Читаем Кондотьер Богданов полностью

Богданов не боялся смерти — привык к ней за годы войны. Дважды его сбивали, не раз он садился на вынужденную, трижды привозил на аэродром мертвых штурманов. Из тех, с кем начал воевать в сорок первом, в живых не осталось никого. Смерть сопровождала его неотвязно, и то, что он до сих пор жив, было чудом. Богданов осознавал, что чудеса не приходят сами по себе, к вылетам относился серьезно: изучал обстановку в районе цели, полетные карты, тщательно прокладывал маршрут, доводил до каждого экипажа личное задание и скрупулезно обсуждал с летчиками и штурманами звена поведение в воздухе. Это сокращало потери, но не гарантировало жизни. Желание уцелеть понятно, но не должно становиться целью. В полку один пожелал. Сразу после вылета возвращался, объясняя это неполадками в моторе. Техники проверяли, ничего не находили. Пилот упорствовал, штурман подтверждал. На По-2 устроить перебои в моторе проще простого — достаточно подергать сектором высотного корректора. Командиру полка надоело, подключил особиста. На «несправный» самолет посадили другого пилота, тот слетал на задание и благополучно вернулся. Труса судили, разжаловали и отправили в штрафбат. В полк он не вернулся…

По-2 выскочил из облаков также внезапно, как и влетел в них, Богданов увидел впереди светлую ленту реки. «Откуда она здесь? — подумал недоуменно. — На карте не было!» Думать далее было некогда — По-2 снижался стремительно. Самолет перескочил реку, едва не касаясь колесами воды, мягко приземлился на противоположном берегу и покатил по густой траве. Темная стена леса стремительно бежала навстречу, заслоняя небо. «Разобьемся!» — подумал Богданов, но в последний момент лес словно расступился. Самолет вкатился на небольшую полянку, словно в ангар и замер.
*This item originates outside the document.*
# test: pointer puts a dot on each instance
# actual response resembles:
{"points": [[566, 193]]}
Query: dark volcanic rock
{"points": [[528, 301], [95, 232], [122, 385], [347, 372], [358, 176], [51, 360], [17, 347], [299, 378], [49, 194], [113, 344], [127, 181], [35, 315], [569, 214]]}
Богданов с минуту сидел неподвижно, не веря, что все закончилось, затем отстегнул лямки парашюта и выбрался на крыло. Лисикова сидела, уткнувшись головой в приборный щиток, Богданов не стал ее трогать. Спрыгнул на траву и прислушался. Вокруг было тихо, пожалуй, даже, неестественно тихо. Нигде не стреляли, не бряцали оружием, не переговаривались и хрустели ветками, подбираясь к самолету. Богданов достал из кобуры «ТТ», передернул затвор и с пистолетом в руке пошел к опушке. Трава на поляне была высокой и серебряной от росы, скоро летчик ощутил, как набухли и прилипли к голенищам сапог штанины комбинезона. Светила неестественно яркая луна — будто САБ в небе подвесили, свет ее пробивался сквозь ветви деревьев, Богданову хороши были видны и нетронутая роса на несмятой траве и потемневшие от влаги головки хромовых сапог. У опушки Богданов остановился и внимательно осмотрел берег. Тот был пустынен — ни человеческой фигуры, ни движения. Передний край они благополучно миновали. «А если это немецкий тыл? — внезапно подумал Богданов. — Линия фронта здесь изгибается…» Летчик с досадой увидел на росном лугу три темные полосы, бежавшие от берега к лесу — следы колес шасси и костыля. В ярком, ровном свете луны, полосы проступали, как нарисованные. «Откуда полная луна? — недоуменно подумал Богданов, пряча „ТТ“ в кобуру. — Вылетали — не было!»

Он не стал мучить себя догадками и вернулся к самолету. Лисикова сидела в кабине, откинувшись на спинку.

— Жива? — удивился Богданов.

Штурман не ответила. Присмотревшись, летчик увидел две блестящие дорожки на бледном лице.

— Ранили? Куда?

— В ногу, — сдавленным от боли голосом сказала Лисикова.

— Встать можешь? — спросил Богданов, чувствуя неловкость за нотку, проскользнувшую в его голосе. Раненый напарник при посадке на вынужденную — обуза. Лисикова, естественно, это понимает. А он не сумел скрыть…

Штурман привстала и, ойкнув, шлепнулась обратно. Богданов молча расстегнул лямки ее парашюта (привязными ремнями в их эскадрилье не пользовались), и легко вытащил Лисикову из кабины. Весила она меньше, чем ФАБ-50. Усадив штурмана на крыло, Богданов осмотрел ее ноги и присвистнул: на левом бедре расплывалось по комбинезону темное пятно. Богданов вытащил из нагрудного кармана перевязочный пакет, зубами сорвал прорезиненную оболочку и туго перевязал рану прямо поверх комбинезона. Лисикова постанывала, но, видно было, сдерживалась. Богданов осторожно водворил ее обратно в кабину, после чего забрался к себе. До рассвета делать было нечего, оставалось ждать.